E é agora que os meus leitores anónimos me vão encher a caixa de comentários dos insultos do costume, em que me chamam oferecida, desesperada, ressabiada, mal-amada. Porque esses leitores nunca vão ao fundo das coisas, às verdadeiras necessidades e à busca do amor. Esses anónimos reduzem tudo ao sexo e ao animalesco. Por isso, vão-se ficar pelo título e partir para o insulto. Como fizeram com o texto "Klimt". A todos os outros, àqueles que leram tudo, só pergunto, retoricamente, "tens um amante?", desejando, do fundo do coração, que todos eles, todos, me respondam, em silêncio e em verdade, numa verdade vinda do mais profundo das suas essências, que sim. E àqueles que, suspirando, afirmarem de si para si que "não", o meu voto é que o dia de hoje, que ainda agora vai a meio, lhes ofereça um de presente.
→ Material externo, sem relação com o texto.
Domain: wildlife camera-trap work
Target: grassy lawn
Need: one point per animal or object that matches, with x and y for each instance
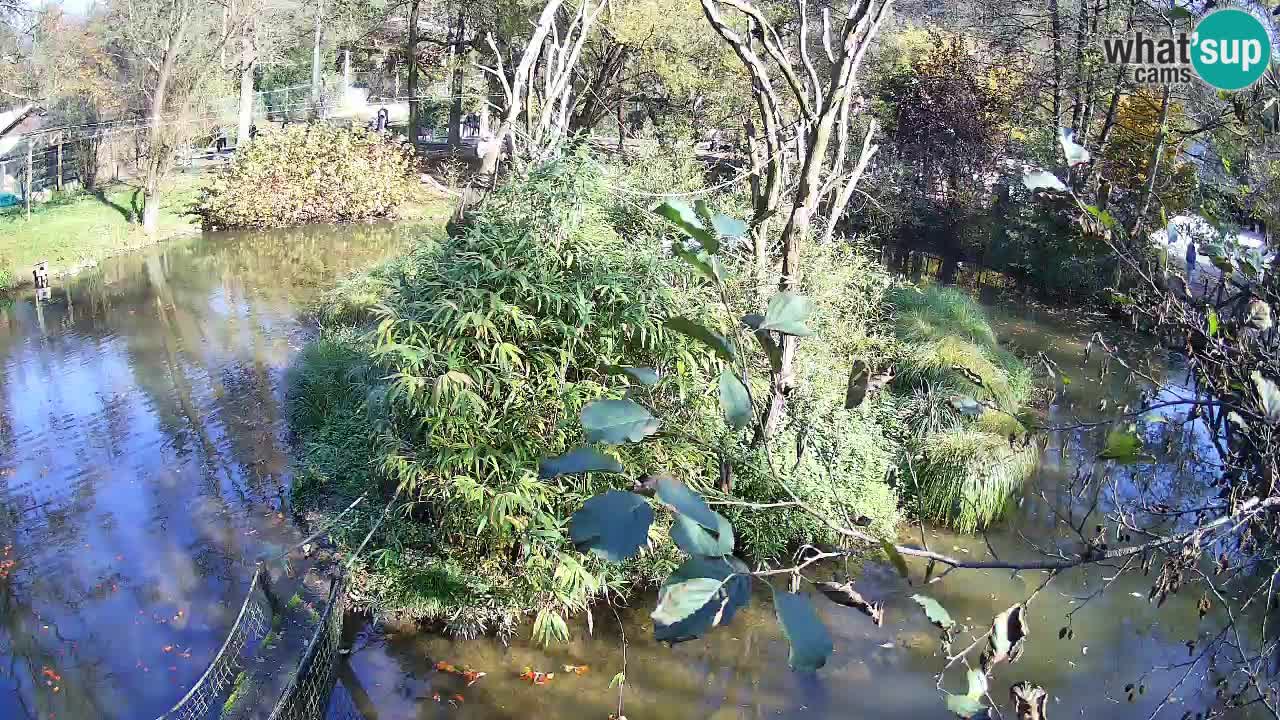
(80, 228)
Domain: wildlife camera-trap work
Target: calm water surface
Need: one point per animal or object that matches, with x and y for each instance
(144, 466)
(144, 461)
(888, 673)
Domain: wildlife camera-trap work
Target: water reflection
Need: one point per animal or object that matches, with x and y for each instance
(888, 673)
(142, 465)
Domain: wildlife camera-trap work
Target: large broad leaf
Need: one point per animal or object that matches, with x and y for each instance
(735, 401)
(856, 390)
(677, 601)
(1269, 395)
(707, 337)
(617, 420)
(708, 265)
(613, 525)
(577, 460)
(698, 541)
(684, 217)
(810, 642)
(970, 705)
(1042, 180)
(688, 502)
(965, 706)
(1075, 153)
(643, 376)
(935, 611)
(734, 595)
(786, 314)
(722, 223)
(1123, 446)
(1008, 638)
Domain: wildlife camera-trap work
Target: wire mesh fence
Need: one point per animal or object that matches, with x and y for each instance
(251, 625)
(309, 693)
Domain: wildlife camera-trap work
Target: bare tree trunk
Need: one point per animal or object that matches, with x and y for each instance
(1056, 33)
(457, 85)
(1082, 21)
(248, 64)
(415, 112)
(315, 60)
(159, 151)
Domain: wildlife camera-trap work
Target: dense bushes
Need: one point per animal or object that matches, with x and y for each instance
(315, 173)
(959, 393)
(478, 352)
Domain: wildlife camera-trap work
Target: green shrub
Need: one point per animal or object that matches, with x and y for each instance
(314, 173)
(480, 351)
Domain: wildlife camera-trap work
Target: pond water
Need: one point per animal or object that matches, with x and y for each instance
(144, 465)
(144, 461)
(890, 671)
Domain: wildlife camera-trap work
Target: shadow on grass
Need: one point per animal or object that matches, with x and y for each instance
(132, 213)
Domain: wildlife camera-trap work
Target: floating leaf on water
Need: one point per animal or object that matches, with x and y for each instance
(810, 642)
(896, 559)
(695, 540)
(613, 525)
(786, 314)
(577, 460)
(1121, 446)
(844, 593)
(688, 502)
(714, 341)
(735, 401)
(1006, 639)
(965, 706)
(734, 595)
(935, 611)
(677, 601)
(617, 420)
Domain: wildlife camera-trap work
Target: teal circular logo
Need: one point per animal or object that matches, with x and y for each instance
(1230, 49)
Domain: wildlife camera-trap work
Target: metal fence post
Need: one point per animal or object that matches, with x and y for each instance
(27, 191)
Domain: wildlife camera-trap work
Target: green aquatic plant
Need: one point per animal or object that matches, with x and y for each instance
(968, 478)
(965, 451)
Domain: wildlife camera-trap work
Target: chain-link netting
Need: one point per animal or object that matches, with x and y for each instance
(251, 624)
(307, 695)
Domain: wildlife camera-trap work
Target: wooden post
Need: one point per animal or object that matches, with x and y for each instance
(27, 191)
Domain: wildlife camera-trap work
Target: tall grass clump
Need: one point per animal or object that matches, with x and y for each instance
(961, 463)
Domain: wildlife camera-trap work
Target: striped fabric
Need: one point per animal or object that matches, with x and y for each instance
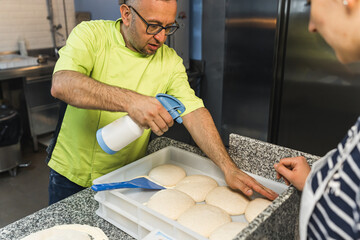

Porque eu andei muito tempo sem nenhum, limitando-me a "ir vivendo", e acordei um dia achando que era, apenas, mais uma. E, depois, esse achar colou-se à minha pele e ao meu rosto, fez desaparecer o sorriso e tudo me começou a correr mal. Acontece que, nos entretantos, pedi ajuda aos amigos, os psicólogos da alma. E eles vieram em meu socorro e lembraram-me que:
1- Sou alta, magra, linda e muito boa;
2- O sol é quente, a relva é verde e... (a terceira permanência da vida é a melhor) eles gostam de mim;
3- A vida é para celebrar.
4- "E que especial e destrambelhada tu és..."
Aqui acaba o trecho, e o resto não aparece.